What the framework captures

The exposure index aggregates four components into a single operational tier per state: compensation pressure (state wage position relative to national medians for senior construction roles), labor-supply constraint (directional wage acceleration), demand pressure (construction employment trajectory), and contractor concentration (private-sector establishment density). Federal contract-award activity is folded in as a leading signal of near-term project execution intensity. Components are weighted; exact weights are not published.

AlphaHire's internal layer tracks these dynamics at role-group, market-segment, and individual-employer resolution. The public brief is intentionally restrained to tiered, state-level framing.

Trend orientation

Across this period, the prevailing direction is accelerating demand in mid-sized state markets paired with persistent compensation premiums in the established coastal hubs. Read as a whole, the construction labor market is operationally tighter than headline national employment figures suggest.

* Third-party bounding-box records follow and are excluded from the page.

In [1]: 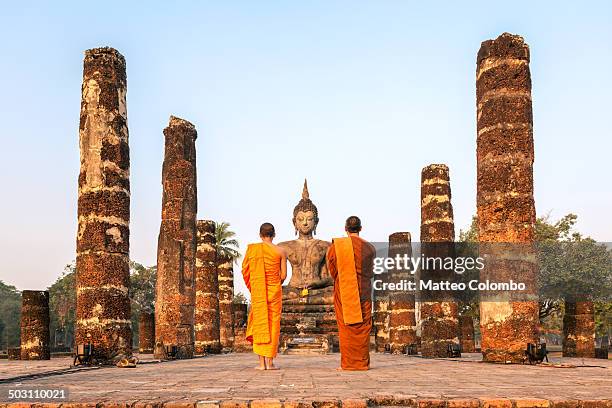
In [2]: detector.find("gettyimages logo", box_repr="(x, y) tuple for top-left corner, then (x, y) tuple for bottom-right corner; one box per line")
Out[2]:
(372, 242), (612, 302)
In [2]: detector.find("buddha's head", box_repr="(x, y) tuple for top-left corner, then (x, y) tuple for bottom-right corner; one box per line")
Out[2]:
(293, 180), (319, 236)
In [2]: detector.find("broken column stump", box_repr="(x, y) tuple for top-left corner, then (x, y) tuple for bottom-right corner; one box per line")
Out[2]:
(564, 300), (595, 358)
(476, 33), (539, 363)
(195, 220), (221, 354)
(20, 290), (51, 360)
(387, 232), (416, 354)
(138, 312), (155, 354)
(459, 316), (476, 353)
(75, 48), (132, 363)
(420, 164), (459, 358)
(154, 116), (198, 359)
(372, 247), (391, 353)
(217, 254), (234, 350)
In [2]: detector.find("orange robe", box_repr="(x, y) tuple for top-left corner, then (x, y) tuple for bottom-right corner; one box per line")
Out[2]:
(327, 236), (376, 370)
(242, 242), (282, 357)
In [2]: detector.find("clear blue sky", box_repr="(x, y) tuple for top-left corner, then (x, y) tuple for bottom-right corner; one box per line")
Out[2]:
(0, 1), (612, 291)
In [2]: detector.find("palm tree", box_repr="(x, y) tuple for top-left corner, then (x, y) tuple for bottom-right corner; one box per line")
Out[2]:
(215, 222), (242, 262)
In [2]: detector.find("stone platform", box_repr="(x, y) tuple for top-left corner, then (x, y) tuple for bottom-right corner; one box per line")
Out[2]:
(0, 353), (612, 408)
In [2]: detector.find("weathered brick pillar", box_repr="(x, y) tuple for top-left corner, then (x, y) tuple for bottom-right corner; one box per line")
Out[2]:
(232, 303), (249, 330)
(388, 232), (416, 354)
(372, 294), (389, 353)
(138, 312), (155, 354)
(476, 33), (539, 362)
(459, 316), (476, 353)
(195, 220), (221, 354)
(217, 255), (234, 349)
(564, 301), (595, 358)
(421, 164), (459, 357)
(75, 48), (132, 362)
(21, 290), (51, 360)
(154, 116), (198, 358)
(372, 247), (392, 353)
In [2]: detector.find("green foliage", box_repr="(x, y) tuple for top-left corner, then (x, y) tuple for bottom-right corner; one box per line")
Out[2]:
(215, 222), (241, 262)
(232, 292), (249, 304)
(0, 281), (21, 350)
(49, 261), (76, 348)
(130, 261), (157, 344)
(459, 214), (612, 334)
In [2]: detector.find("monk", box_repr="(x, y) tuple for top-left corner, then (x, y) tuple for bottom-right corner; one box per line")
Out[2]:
(242, 222), (287, 370)
(327, 215), (376, 371)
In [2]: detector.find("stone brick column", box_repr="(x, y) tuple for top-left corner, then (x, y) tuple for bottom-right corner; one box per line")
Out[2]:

The brief above previews public-data outputs. AlphaHire's internal exposure layer covers role-level, metro-level, and segment-level resolution. Advisory inquiries: research@alpha-hire.com.

Methodology & sources

Exposure scoring (methodology v2) integrates BLS OEWS, BLS QCEW, U.S. Treasury USAspending. Comparative components use a shared year-over-year baseline where data is published. Tiers are operational reads rather than statistical forecasts — see the methodology page for confidence handling and known limitations. Operational, directional read — not a forecast. Tiers, not scores. Ranges, not spot figures.